At the same time, several limitations of the present study should be acknowledged. The modeling framework employs stylized assumptions for mobilization delays, demand–response rebound effects, and DC power flow approximations, which may not fully capture the complexity of real-world systems. The case study, while representative, is confined to six provinces with specific data assumptions, and its generalization to other regional or institutional contexts requires caution. Computational demands also remain significant when scaling to larger systems with more detailed scenario sets, and behavioral uncertainties such as evolving risk preferences or strategic misreporting beyond VCG-compatible conditions are only partially represented. Recognizing these limitations is essential to provide a transparent view of the scope of applicability and to motivate further methodological refinement.

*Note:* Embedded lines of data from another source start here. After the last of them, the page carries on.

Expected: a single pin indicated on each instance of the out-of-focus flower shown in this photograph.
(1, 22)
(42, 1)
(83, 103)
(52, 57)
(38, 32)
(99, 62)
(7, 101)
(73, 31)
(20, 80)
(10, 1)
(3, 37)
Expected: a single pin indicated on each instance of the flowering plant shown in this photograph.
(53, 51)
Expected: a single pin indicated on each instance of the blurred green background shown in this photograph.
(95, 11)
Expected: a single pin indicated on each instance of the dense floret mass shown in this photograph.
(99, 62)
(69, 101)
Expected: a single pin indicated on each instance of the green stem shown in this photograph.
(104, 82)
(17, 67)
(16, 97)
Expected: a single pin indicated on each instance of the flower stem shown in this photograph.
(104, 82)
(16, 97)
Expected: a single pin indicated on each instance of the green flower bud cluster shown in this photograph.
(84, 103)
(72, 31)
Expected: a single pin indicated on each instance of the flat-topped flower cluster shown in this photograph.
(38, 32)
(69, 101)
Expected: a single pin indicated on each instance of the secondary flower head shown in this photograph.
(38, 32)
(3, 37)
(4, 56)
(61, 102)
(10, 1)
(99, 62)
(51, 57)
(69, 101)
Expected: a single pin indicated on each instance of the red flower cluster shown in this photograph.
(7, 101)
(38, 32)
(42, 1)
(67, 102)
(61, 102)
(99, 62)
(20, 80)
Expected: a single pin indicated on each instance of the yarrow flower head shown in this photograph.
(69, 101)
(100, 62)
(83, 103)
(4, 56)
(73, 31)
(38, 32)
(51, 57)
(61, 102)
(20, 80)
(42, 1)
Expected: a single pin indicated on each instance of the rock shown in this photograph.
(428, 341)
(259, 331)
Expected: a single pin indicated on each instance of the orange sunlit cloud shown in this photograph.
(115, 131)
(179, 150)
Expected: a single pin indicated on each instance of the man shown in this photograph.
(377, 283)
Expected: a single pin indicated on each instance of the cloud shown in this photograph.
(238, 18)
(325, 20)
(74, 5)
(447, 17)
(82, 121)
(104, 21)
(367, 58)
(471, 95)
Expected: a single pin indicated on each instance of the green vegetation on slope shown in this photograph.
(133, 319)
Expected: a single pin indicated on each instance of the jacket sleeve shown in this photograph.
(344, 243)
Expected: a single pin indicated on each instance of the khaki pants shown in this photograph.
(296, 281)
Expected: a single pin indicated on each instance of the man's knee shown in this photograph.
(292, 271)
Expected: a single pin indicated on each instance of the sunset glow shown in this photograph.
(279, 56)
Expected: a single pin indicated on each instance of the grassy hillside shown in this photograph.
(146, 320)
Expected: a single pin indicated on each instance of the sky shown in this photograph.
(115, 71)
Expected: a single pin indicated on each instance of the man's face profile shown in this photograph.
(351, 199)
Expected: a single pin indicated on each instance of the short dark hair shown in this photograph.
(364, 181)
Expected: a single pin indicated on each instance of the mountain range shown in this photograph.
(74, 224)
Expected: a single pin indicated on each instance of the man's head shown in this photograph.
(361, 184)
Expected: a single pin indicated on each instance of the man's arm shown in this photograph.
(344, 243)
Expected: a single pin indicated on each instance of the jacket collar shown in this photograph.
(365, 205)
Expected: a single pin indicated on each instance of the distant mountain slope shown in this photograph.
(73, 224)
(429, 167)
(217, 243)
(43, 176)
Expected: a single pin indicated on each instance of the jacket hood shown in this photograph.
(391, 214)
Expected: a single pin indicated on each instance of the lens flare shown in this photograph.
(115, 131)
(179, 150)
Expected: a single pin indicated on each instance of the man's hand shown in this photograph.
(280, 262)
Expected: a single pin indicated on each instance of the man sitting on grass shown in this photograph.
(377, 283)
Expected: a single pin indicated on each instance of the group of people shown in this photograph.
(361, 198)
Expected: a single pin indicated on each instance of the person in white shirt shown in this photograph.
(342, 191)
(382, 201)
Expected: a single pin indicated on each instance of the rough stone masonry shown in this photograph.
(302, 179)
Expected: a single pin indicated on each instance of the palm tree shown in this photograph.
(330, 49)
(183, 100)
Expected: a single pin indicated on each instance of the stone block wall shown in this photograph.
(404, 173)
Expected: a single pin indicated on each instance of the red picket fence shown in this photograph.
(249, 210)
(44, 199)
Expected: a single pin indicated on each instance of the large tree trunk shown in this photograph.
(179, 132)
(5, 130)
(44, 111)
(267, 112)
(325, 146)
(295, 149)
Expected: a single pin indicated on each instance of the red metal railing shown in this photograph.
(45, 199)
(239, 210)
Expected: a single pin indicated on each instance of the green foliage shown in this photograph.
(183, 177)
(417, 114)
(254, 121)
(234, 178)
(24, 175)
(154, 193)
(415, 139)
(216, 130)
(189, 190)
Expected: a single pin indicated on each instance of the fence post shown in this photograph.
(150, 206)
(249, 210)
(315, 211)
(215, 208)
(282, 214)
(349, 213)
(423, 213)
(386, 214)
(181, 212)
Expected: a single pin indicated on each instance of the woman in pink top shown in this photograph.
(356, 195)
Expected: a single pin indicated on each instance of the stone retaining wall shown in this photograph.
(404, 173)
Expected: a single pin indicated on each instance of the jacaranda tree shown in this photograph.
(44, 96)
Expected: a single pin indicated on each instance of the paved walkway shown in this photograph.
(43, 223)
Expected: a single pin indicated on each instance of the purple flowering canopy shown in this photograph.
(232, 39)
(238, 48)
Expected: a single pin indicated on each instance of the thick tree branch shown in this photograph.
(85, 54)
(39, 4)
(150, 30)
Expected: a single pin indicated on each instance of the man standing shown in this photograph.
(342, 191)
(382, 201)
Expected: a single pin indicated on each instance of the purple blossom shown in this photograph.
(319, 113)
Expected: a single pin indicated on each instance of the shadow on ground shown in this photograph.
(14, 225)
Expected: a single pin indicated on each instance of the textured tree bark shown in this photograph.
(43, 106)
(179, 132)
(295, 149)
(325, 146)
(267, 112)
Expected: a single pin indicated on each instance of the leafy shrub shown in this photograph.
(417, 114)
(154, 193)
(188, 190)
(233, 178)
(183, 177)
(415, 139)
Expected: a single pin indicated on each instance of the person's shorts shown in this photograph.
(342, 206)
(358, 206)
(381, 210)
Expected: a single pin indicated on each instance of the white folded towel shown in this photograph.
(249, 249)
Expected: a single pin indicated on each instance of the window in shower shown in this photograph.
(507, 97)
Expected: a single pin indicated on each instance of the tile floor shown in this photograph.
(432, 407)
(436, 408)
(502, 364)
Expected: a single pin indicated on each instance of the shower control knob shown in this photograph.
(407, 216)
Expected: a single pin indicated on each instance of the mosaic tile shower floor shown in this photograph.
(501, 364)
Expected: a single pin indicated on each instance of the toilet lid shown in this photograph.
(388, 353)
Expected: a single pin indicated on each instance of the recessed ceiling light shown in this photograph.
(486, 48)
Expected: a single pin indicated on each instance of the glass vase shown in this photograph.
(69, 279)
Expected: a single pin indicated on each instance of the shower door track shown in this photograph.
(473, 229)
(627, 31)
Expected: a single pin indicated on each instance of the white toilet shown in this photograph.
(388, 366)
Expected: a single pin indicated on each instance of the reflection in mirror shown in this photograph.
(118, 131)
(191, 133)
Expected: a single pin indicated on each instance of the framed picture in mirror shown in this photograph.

Building on these insights, several promising directions for future work are identified. Extending the framework to integrate endogenous investment planning would allow for co-optimization of short-term dispatch with long-term infrastructure decisions. Incorporating cross-sectoral coupling with natural gas, hydrogen, and heat networks could further enhance resilience by reflecting the reality of multi-energy systems. Embedding adaptive mechanisms, such as reinforcement learning or online Bayesian updating, would enable coalition structures and transfer payments to adjust dynamically as new observations arrive. Finally, empirical validation with real-world operational data and institutional practices will be a crucial step toward translating this approach into practical strategies for policymakers and system operators. Taken together, this study demonstrates that reliability, efficiency, and stability are not competing goals, but can be advanced simultaneously through principled integration of uncertainty modeling, cooperative game theory, and incentive-compatible mechanism design.